The most successful Democratic president of the twentieth century, Franklin Roosevelt, was a pseudo-socialist. The New Deal, especially as initially proposed, was an inherently socialistic policy aimed at public regulation and in some cases outright control of the means of production. The possibility of further socialist reform was halted by the cold war and subsequent propaganda that lumped democratic socialism in with authoritarian communism. Even as we fought authoritarian communism alongside democratic socialist governments in Western Europe, politicians here at home refused to accept any differentiation between democratic socialism and authoritarian communism.

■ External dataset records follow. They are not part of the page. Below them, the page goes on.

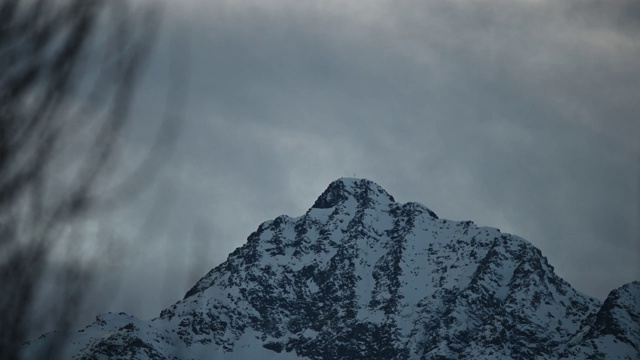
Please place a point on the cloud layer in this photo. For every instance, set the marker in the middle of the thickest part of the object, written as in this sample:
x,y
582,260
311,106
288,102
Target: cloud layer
x,y
518,115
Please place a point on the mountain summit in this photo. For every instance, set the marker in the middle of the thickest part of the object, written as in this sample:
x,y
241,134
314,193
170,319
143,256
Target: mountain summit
x,y
360,276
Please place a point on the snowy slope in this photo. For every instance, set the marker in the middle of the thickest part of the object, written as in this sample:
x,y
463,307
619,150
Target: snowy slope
x,y
362,276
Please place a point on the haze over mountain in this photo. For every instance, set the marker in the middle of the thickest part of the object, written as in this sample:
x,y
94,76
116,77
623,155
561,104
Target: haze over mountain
x,y
360,276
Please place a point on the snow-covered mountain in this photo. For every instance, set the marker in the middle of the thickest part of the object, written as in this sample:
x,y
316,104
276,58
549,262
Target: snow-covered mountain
x,y
360,276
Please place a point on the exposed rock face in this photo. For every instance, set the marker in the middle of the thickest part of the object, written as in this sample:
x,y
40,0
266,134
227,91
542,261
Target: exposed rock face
x,y
360,276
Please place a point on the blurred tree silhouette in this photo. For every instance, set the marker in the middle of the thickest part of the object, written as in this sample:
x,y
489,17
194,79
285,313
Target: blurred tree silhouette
x,y
67,80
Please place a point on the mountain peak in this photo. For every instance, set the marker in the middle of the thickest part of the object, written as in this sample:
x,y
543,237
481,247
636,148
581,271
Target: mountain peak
x,y
361,190
360,276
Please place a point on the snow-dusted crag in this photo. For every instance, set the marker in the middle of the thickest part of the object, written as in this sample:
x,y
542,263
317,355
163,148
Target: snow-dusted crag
x,y
360,276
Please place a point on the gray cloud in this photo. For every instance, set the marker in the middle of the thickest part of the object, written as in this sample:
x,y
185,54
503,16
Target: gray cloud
x,y
519,115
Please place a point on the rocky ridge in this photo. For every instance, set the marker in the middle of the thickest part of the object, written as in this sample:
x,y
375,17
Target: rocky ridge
x,y
360,276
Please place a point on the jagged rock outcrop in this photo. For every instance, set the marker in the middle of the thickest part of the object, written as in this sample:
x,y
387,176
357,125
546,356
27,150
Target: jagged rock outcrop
x,y
360,276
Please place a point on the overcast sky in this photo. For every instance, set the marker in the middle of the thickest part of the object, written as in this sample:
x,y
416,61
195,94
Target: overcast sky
x,y
521,115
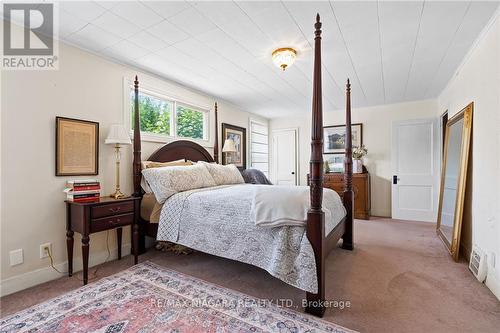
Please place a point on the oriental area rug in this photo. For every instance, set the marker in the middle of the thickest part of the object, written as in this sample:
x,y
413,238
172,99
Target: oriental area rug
x,y
151,298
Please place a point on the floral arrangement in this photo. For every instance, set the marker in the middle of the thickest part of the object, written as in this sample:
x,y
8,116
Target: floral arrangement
x,y
359,152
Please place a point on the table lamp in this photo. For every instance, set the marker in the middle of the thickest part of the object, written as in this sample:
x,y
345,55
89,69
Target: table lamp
x,y
118,136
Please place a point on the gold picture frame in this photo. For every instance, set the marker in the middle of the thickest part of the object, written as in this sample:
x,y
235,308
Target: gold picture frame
x,y
77,147
454,179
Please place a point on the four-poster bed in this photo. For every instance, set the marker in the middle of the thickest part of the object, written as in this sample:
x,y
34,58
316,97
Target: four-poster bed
x,y
320,242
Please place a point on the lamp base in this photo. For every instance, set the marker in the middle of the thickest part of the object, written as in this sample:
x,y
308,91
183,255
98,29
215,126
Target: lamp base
x,y
118,195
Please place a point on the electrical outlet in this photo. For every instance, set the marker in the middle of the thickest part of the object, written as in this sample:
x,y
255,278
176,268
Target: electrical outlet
x,y
44,250
16,257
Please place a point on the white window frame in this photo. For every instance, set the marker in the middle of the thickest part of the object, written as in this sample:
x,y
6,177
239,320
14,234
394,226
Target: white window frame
x,y
148,89
258,122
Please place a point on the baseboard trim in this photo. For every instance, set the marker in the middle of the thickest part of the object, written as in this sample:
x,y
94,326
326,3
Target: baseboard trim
x,y
493,284
38,276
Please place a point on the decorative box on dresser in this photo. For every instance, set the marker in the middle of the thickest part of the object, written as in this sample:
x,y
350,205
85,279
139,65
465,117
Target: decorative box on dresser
x,y
90,217
360,186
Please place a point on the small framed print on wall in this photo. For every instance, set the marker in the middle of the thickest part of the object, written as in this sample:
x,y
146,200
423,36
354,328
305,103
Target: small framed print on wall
x,y
334,138
77,147
238,135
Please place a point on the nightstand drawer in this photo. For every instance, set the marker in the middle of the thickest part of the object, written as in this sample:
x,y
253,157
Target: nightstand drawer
x,y
110,222
112,209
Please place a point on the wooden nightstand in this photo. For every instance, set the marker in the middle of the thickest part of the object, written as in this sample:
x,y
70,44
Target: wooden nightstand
x,y
90,217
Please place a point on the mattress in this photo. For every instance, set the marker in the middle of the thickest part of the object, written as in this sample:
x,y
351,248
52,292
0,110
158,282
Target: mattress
x,y
217,221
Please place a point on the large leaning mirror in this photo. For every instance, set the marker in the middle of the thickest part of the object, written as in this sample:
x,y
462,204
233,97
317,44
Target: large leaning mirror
x,y
453,179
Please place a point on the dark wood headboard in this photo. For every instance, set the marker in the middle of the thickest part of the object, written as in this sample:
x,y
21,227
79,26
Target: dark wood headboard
x,y
181,149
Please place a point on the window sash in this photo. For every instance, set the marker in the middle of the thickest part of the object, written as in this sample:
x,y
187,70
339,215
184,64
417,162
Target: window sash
x,y
173,118
259,146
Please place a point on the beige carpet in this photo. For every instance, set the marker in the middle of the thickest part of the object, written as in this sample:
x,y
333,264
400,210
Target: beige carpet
x,y
399,278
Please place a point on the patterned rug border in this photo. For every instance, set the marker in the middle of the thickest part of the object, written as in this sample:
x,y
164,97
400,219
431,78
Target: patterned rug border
x,y
149,264
236,292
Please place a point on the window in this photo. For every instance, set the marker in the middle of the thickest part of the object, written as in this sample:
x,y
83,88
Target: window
x,y
163,117
190,122
259,146
156,114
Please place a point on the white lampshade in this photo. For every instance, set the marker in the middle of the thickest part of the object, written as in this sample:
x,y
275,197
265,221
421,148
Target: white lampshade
x,y
118,135
229,146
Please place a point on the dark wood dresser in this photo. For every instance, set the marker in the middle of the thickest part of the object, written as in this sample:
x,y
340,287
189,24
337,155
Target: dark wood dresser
x,y
360,186
89,217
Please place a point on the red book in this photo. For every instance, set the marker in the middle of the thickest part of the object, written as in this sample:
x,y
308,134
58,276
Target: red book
x,y
86,188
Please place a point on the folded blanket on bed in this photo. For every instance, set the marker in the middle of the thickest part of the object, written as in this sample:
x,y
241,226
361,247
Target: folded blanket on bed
x,y
276,206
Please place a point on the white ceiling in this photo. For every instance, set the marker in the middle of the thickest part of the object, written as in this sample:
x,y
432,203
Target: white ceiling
x,y
391,51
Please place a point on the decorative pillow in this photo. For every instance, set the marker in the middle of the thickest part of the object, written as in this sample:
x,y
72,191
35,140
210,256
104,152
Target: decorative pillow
x,y
224,174
166,181
152,164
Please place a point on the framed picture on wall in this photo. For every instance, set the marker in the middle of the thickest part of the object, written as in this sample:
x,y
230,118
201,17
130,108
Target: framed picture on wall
x,y
77,147
335,162
238,135
334,138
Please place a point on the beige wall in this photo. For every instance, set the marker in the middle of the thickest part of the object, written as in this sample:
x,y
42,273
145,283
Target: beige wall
x,y
377,124
32,208
478,80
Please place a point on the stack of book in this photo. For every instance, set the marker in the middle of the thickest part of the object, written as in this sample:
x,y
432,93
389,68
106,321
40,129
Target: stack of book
x,y
83,190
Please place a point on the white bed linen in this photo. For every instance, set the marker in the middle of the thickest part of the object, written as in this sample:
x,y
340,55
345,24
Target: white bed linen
x,y
281,205
217,221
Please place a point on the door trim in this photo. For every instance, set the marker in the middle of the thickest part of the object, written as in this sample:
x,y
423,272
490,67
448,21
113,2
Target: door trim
x,y
436,149
297,158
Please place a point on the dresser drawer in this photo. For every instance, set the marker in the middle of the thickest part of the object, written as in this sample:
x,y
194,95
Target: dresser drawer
x,y
111,222
112,209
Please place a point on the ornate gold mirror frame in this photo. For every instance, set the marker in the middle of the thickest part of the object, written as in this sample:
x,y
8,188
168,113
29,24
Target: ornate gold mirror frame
x,y
463,119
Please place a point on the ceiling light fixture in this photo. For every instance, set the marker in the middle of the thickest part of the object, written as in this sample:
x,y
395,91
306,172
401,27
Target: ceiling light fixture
x,y
284,57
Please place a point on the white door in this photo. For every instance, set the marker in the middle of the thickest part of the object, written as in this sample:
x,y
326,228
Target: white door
x,y
415,170
284,157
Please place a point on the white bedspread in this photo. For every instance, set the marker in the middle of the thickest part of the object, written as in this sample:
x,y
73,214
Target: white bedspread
x,y
276,206
217,221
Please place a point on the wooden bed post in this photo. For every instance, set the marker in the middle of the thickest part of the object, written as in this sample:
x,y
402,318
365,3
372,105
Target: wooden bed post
x,y
216,141
315,215
138,235
348,194
137,142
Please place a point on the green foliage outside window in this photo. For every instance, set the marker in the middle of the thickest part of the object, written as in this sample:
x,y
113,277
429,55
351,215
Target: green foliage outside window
x,y
155,114
155,117
189,123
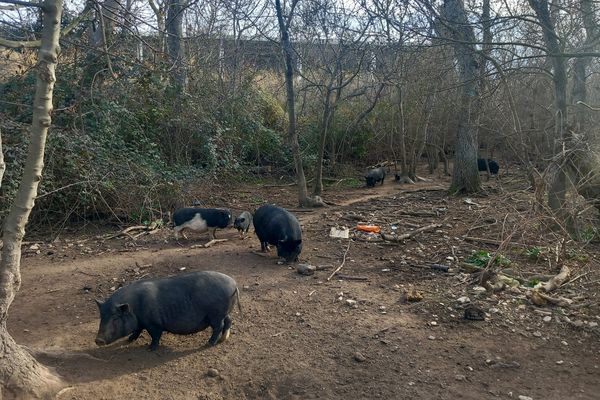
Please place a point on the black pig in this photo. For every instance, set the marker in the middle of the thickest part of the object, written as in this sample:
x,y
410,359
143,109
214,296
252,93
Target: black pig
x,y
182,304
242,222
375,175
494,167
201,220
277,226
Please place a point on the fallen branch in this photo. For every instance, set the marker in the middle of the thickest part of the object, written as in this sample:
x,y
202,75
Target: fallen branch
x,y
540,299
493,242
398,238
343,261
557,281
208,244
352,277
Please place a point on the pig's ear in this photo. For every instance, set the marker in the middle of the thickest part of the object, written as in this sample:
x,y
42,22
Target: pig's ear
x,y
123,307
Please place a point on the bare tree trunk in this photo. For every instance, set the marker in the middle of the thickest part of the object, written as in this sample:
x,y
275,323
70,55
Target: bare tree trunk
x,y
303,199
2,163
327,116
558,188
579,91
466,176
21,375
174,47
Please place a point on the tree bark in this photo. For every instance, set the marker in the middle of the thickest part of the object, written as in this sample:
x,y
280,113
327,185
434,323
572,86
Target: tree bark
x,y
581,64
303,199
175,49
465,178
21,375
558,187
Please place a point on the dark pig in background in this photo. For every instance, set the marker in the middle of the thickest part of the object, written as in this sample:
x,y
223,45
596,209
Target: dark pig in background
x,y
494,167
375,175
242,223
277,226
182,304
201,220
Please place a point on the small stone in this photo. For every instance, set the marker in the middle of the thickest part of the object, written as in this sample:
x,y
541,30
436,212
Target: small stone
x,y
351,303
212,372
306,269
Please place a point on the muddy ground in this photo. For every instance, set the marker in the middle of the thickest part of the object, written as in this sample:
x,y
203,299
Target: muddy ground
x,y
299,338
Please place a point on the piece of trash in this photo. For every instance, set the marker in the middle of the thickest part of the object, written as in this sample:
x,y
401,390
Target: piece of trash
x,y
470,201
368,228
339,233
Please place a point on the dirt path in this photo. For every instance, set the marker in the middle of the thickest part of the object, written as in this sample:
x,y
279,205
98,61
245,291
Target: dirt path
x,y
297,339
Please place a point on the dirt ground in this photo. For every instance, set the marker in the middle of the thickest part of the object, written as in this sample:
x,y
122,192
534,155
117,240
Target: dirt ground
x,y
299,337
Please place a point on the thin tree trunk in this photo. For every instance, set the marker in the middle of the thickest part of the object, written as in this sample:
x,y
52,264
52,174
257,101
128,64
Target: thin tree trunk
x,y
327,115
558,188
303,199
174,47
21,375
466,176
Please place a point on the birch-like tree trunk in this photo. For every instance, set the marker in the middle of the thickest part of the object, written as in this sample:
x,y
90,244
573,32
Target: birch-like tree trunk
x,y
286,45
21,376
174,43
558,187
465,178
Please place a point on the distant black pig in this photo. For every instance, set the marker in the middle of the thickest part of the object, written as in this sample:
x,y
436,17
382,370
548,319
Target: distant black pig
x,y
277,226
242,223
375,175
494,167
182,304
201,220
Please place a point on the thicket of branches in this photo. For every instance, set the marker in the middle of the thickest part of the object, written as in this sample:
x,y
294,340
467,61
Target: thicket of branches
x,y
153,93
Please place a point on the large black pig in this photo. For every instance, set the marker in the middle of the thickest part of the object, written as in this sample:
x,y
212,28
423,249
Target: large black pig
x,y
494,167
201,220
375,175
277,226
182,304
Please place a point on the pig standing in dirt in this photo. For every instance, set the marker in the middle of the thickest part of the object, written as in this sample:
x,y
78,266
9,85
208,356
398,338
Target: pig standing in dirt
x,y
375,175
242,223
201,220
182,304
277,226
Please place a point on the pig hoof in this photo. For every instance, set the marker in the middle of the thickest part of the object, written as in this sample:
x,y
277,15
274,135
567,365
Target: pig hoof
x,y
224,336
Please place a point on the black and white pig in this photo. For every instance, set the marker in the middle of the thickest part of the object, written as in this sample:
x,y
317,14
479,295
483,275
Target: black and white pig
x,y
182,304
375,175
201,220
243,222
277,226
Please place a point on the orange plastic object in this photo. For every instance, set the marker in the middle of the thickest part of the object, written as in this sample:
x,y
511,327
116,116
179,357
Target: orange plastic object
x,y
368,228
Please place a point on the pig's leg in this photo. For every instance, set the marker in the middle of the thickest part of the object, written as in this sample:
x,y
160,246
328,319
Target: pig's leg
x,y
136,334
226,327
155,334
217,326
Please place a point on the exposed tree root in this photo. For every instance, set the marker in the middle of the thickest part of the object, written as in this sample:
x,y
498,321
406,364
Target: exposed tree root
x,y
21,376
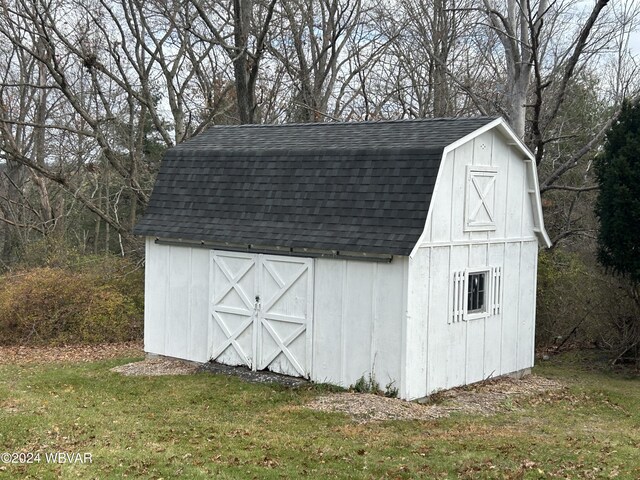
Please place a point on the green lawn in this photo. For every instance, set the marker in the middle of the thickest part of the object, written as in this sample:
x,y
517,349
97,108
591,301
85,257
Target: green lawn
x,y
204,426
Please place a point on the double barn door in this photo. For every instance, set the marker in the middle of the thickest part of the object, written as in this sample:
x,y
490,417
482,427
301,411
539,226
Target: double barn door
x,y
260,311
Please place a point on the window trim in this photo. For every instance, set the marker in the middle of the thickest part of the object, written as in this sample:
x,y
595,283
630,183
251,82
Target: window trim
x,y
486,312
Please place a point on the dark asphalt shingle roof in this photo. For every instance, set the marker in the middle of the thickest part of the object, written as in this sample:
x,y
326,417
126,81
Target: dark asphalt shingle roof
x,y
359,187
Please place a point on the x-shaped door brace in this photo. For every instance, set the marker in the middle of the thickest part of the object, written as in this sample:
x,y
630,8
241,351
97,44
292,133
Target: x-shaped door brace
x,y
283,345
233,283
482,195
282,285
232,337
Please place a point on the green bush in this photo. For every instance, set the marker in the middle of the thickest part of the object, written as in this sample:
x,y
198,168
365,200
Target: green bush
x,y
98,301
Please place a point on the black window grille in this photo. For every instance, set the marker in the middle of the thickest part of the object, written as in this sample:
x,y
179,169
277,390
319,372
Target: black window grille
x,y
476,292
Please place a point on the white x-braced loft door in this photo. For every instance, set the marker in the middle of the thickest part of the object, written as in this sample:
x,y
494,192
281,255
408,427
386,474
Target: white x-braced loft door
x,y
261,310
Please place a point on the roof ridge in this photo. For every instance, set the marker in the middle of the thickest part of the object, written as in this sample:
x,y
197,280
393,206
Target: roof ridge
x,y
357,122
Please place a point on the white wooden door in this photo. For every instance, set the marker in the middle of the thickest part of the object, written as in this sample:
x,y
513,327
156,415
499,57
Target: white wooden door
x,y
285,311
261,311
233,284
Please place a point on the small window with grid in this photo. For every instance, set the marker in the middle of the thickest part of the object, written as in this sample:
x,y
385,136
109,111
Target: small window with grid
x,y
476,292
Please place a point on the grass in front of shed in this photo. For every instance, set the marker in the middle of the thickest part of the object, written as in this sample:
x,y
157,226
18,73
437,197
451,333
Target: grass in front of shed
x,y
204,426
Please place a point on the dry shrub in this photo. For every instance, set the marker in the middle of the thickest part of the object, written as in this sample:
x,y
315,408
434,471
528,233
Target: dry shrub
x,y
579,305
61,305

Now, with a new generation rising that was born at the end of or after the cold war and certainly after most of the extreme anti-socialist propaganda had gone out of style, and with a previous generation that didn’t buy into it in the first place thanks to capitalist debacles like Vietnam, it is now possible once again to pursue socialist reforms. It is possible to talk to voters about democratic management of the economy without being demonized as Stalinists. This is exactly what today’s Democratic party should have the courage to do.

The Democratic party shouldn’t just talk about health care, fair trade, etc. It needs to talk about the values that lead us to work toward universal health care, fair trade, and other reforms. We work toward universal health care because we believe that public management of the health care industry is necessary to ensure that the poor and middle class, and not just the rich, have the health care they need, because all people have a right to health care. We work toward fair trade because we believe it’s wrong for the rich to profit by exporting American jobs overseas because there they are able to produce cheaper goods on the backs of abused foreign workers.

We need, once again, to talk to the American people about economic and social justice not just in terms of convenience, but in terms of morality. It is profoundly immoral to have so much wealth concentrated in the hands of a few while the many suffer, both here at home and abroad. People today are receptive to this message and will not listen to the fear-mongering of the right. People will not dismiss such moral discussion as communism, for communism is dead, we have prevailed in the cold war, and people now see that America cannot and will not become a communist dictatorship. People are ready for an economy that is democratically managed for the benefit of all the American people, and not just the wealthiest among us.

But we can’t begin this new socialist project unless Democratic politicians are willing to be bold and imaginative. They must stop heeding the warnings of right-leaning interests like the Democratic Leadership Council to be cautious, for it has been this kind of cautiousness encouraged by the right-leaning fringe of our party that has lost us two elections. They must be bold, they must speak out strongly in favor of the middle and working classes, and they must reveal Republican capitalism for what it is: an ideology that favors the rich and seeks to keep all wealth, and thus all power, in their hands. Democrats today must remember the words of Franklin Roosevelt:

First of all, let me assert my firm belief that the only thing we have to fear is fear itself – nameless, unreasoning, unjustified terror which paralyzes needed efforts to convert retreat into advance.

This is exactly the kind of terror that the right has been fomenting for decades to prevent economic reform, and again and again Democrats have given into this fear. It is time to end the paralysis, time to stop fearing the Republican fear-mongering, and time to stand up and boldly declare that we will take back the American economy and make it a system that is of the people, by the people and for the people.